# Photo test



## Shetland Sheepdog (Mar 31, 2011)

Photo loaded fine here


----------



## Vol (Jul 5, 2009)

I noticed small hemlock sprouts in your pic Dave....does your area still have plenty of hemlock??.....have wooly adelgids been a problem there yet?

Regards, Mike


----------



## Shetland Sheepdog (Mar 31, 2011)

Mike,
Yeah, we have them li'l critters, but, so far, they're not devastating the Hemlocks!
Interesting! But if memory serves, that's not Hemlock you're seeing, but Juniper!
Have a Blessed Christmas, remembering the reason for the season!
Dave


----------



## Vol (Jul 5, 2009)

Ok....Jennifer Juniper??  Do you remember that song by Donovan?

Regards, Mike


----------



## NewBerlinBaler (May 30, 2011)

Sheepdog - it looks like you're doing some logging there, not haymaking!

Gary


----------



## Shetland Sheepdog (Mar 31, 2011)

Yeah, Gary, We do Tree Farming in New Boston (part of the American Tree Farm System) and hay farming in Hollis!

That particular tree was a Sugar Maple, 36" diameter at the butt. It was an electric company take-down, and made excellent firewood for the OWB. This photo was taken before I bucked it up, and got stuck trying to retrieve it.
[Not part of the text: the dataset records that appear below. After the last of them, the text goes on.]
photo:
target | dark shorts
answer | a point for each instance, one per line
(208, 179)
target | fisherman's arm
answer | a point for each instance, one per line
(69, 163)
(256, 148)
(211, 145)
Had to bring the 5610 up from Hollis to retrieve the 3910.


----------



## Shetland Sheepdog (Mar 31, 2011)

It don't pay to road a hay wagon with a flat tire!  :huh: :angry:

Tried to post in Wall of Shame!!! Din't work!!! As far as I can see, that forum is a total waste!!! Too bad, it could have been a lot of fun!!!


----------



## Vol (Jul 5, 2009)

Shetland Sheepdog said:


> It don't pay to road a hay wagon with a flat tire!  :huh: :angry:
> 
> Tried to post in Wall of Shame!!! Din't work!!! As far as I can see, that forum is a total waste!!! Too bad, it could have been a lot of fun!!!


Yep, we have posted a notice to the administrators about the new WOS forums total uselessness but they don't check in but about every ten days or so.....maybe next week. 

Regards, Mike


----------



## Shetland Sheepdog (Mar 31, 2011)

--- maybe next week???!!!
That will be next year!!!    

Happy New Year to all, Dave


----------